During the school year, students are fed a meal upon arrival according to Shelly Brim, WOCI director since December 2012. Youth work on homework and enjoy recreational activities.
“I attempt to make it a safe place to go for all kids. The summer program lets the kids of Wellington know that other things are available outside of Collingsworth County. It’s hands-on and educational.” The WOCI serves all socio-economic levels and is also a favorite among law enforcement and the judicial system, as the program occupies kids’ time in a positive and constructive way, including teaching social skills and manners.
The summer sessions include science lessons with visits from the Abilene Zoo, Amarillo Discovery Center and Native American Dancing Eagles, field trips to Collingsworth Public Library, Panfork Baptist Encampment and Pioneer Park and walks to the Ritz Theatre for Monday matinees. Arts and crafts projects, outdoor recreational activities plus lunch and snacks round out the agenda.
Emma Jones, a 2020 graduate of WHS and currently a student at Hardin-Simmons University, summed up the program from a student-teacher standpoint.
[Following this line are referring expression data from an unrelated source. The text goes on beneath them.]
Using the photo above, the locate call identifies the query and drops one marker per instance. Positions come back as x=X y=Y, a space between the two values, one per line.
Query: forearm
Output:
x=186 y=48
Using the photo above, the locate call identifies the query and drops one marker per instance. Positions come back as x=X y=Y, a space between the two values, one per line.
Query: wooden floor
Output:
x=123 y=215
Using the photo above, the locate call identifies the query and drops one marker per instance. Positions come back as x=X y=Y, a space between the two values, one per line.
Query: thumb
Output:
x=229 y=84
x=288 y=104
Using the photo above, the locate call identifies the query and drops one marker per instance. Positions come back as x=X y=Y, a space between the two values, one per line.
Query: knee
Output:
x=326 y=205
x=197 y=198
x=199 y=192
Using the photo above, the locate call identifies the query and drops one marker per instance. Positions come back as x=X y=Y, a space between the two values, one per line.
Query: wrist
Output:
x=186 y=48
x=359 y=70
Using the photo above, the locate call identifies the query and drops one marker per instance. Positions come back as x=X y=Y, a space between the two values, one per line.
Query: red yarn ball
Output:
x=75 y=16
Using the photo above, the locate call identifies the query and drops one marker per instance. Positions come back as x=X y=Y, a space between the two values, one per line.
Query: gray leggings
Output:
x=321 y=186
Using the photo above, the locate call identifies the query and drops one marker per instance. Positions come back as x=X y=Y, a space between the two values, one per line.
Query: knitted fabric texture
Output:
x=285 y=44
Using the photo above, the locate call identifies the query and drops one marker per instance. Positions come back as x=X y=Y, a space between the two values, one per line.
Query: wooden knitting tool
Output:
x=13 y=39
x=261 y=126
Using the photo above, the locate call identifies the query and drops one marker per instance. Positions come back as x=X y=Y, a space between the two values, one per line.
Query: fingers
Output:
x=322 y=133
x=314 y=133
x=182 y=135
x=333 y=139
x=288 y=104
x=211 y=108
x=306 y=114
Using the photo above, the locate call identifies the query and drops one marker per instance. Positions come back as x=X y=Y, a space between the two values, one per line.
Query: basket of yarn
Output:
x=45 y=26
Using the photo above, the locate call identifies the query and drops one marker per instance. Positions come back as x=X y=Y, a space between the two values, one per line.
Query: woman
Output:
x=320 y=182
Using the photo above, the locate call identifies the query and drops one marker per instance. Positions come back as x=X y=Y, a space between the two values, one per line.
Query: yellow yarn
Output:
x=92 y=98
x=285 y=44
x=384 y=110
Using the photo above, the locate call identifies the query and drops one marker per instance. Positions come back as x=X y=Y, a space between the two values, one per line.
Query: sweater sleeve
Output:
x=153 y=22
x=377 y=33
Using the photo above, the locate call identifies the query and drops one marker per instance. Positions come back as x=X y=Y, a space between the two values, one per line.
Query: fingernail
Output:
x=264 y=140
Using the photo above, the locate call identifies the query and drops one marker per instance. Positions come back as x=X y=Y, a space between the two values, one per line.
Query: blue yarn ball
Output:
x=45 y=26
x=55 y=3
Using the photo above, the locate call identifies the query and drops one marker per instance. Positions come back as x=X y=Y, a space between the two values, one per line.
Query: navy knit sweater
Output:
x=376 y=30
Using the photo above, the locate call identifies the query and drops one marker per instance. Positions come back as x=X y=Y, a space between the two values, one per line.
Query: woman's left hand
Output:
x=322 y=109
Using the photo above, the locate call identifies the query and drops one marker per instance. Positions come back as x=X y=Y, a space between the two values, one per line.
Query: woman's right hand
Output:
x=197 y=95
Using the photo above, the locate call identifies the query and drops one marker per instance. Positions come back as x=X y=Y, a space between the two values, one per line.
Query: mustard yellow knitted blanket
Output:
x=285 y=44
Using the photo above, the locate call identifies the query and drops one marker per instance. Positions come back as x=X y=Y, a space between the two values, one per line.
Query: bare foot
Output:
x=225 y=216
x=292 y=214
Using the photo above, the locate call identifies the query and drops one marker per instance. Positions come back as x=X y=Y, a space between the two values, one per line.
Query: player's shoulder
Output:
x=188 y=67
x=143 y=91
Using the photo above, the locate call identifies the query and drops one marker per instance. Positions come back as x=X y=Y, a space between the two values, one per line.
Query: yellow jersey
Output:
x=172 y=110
“I saw the benefit of older students, like myself and a few classmates, spending one on one time helping the kids with homework, playing games with them and just listening to their stories. Seeing their eyes light up when they finally remember how to spell a word or solve a math problem is so rewarding. Also, once we gain their trust to confide in us with more personal things, you can really see how important it is for even elementary age kids to have safe connections outside of school and home.”